“We’re teaching for the wrong century.”
That’s the feeling of Esther Wojcicki, a pioneering teacher at Palo Alto high schools who built an award-winning high-school journalism department (she’s also active in edtech, serves as chief learning officer at Planet3, and is a journalist in her own right).
While this is not a new observation—it is a well-worn gripe that the 19th century industrial model of education is woefully outdated—Wojcicki, speaking today at Slush, a startup-focused conference in Helsinki, offered some concrete solutions, packaged in a new initiative called Moonshots. In sum:
“A moonshot classroom is a fundamental shift to give students more autonomy and agency in the classroom and to empower greater ownership of their learning outcomes. While teachers still play an integral role, its core function has evolved from ‘sage on the stage’ to ‘master coach’ of each student’s development.”
The key, she says, is giving kids a say in their work, and trusting them.
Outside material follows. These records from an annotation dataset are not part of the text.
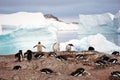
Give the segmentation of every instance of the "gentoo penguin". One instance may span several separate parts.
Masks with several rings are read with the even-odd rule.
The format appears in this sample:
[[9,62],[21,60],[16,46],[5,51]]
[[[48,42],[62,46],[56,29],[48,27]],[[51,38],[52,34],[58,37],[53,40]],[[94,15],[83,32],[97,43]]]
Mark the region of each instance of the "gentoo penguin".
[[120,52],[119,52],[119,51],[114,51],[114,52],[112,52],[112,55],[119,56],[119,55],[120,55]]
[[78,68],[76,71],[72,72],[70,75],[71,76],[79,76],[82,75],[85,72],[84,68]]
[[31,61],[32,60],[32,51],[31,50],[27,50],[27,52],[26,53],[24,53],[24,55],[26,55],[27,56],[27,60],[28,61]]
[[103,60],[97,60],[97,61],[95,61],[95,64],[99,65],[99,66],[102,66],[102,65],[105,65],[106,62],[104,62]]
[[67,61],[67,58],[65,56],[62,56],[62,55],[59,55],[56,58],[61,60],[61,61]]
[[95,50],[95,48],[92,47],[92,46],[90,46],[90,47],[88,48],[88,51],[94,51],[94,50]]
[[54,52],[59,52],[60,51],[60,43],[56,42],[53,44],[53,51]]
[[110,59],[108,62],[114,64],[114,63],[117,63],[117,61],[118,61],[117,59],[113,58],[113,59]]
[[18,58],[19,62],[22,61],[22,59],[23,59],[22,50],[19,50],[19,52],[15,54],[15,58]]
[[85,57],[85,55],[83,55],[83,54],[77,54],[75,56],[75,58],[77,58],[77,59],[83,59],[84,57]]
[[120,78],[120,71],[113,71],[113,72],[111,72],[111,75],[112,76],[117,76],[117,77]]
[[33,48],[37,47],[37,52],[42,52],[42,47],[46,48],[44,45],[41,44],[41,42],[38,42],[37,45],[35,45]]
[[35,54],[35,55],[34,55],[35,58],[41,58],[41,57],[43,57],[43,56],[44,56],[44,53],[43,53],[43,52],[41,52],[40,54]]
[[51,69],[49,68],[43,68],[40,70],[42,73],[45,73],[45,74],[51,74],[51,73],[54,73]]
[[49,56],[57,56],[56,52],[49,52]]
[[13,70],[20,70],[22,67],[20,65],[14,66]]
[[71,51],[72,47],[74,47],[73,44],[66,45],[66,51]]
[[108,62],[110,58],[108,56],[106,56],[106,55],[102,55],[100,57],[100,59],[103,60],[103,61],[105,61],[105,62]]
Teachers have acronyms for everything: hers is TRICK (trust, respect, independence, collaboration, and kindness). Treat children like this and “they’ll do anything,” she said on stage during a debate dubbed, “If we started from scratch what would schools look like?”
While this may sound obvious, a lot of classrooms are not run this way. Teachers run the show, tests dominate the subject material, and kids are meant to be subjects, not agents, of their learning. She argues that it doesn’t have to be this way. ”Think about it in the workplace,” she said. “You work harder when you’re trusted and respected. Why not do that for kids in the classroom?”
She suggests that teachers should set aside 20% of their time do some sort of project-based, student-led learning. Put another way: let students be in charge 20% of the time, or the equivalent of one day during the school week. “Give the kids a voice,” she said.
Project-based learning is a buzzy and much-debated idea in education. Proponents say it better reflects how we work, integrates important skills like collaboration and creativity, and posits that with choice comes passion, and passion begets performance. Critics say kids need more direction, and project-based learning can exacerbate achievement gaps.
Wojcicki’s movement, Moonshots in Education (related to a 2015 book she co-authored), is inspired by John F. Kennedy’s famous 1962 quote about getting to the moon: “We choose to go to the moon in this decade and do the other things, not because they are easy, but because they are hard.” The equivalent in the classroom, Wojcicki believes, would value real-life work, leverage technology, promote student agency, and focus on mastery (rather than grades or tests) to stoke passion in subject material.
If it sounds airy, and too good to be true, consider that Wojcicki’s proposal is based on her 34 years of experience creating a high-school journalism program that has won more writing awards than most newspapers. What’s good for students is also good for teachers, she argues. People become teachers because they want to make a difference, but “get burned out because there are so many rules that are interfering with making a difference.”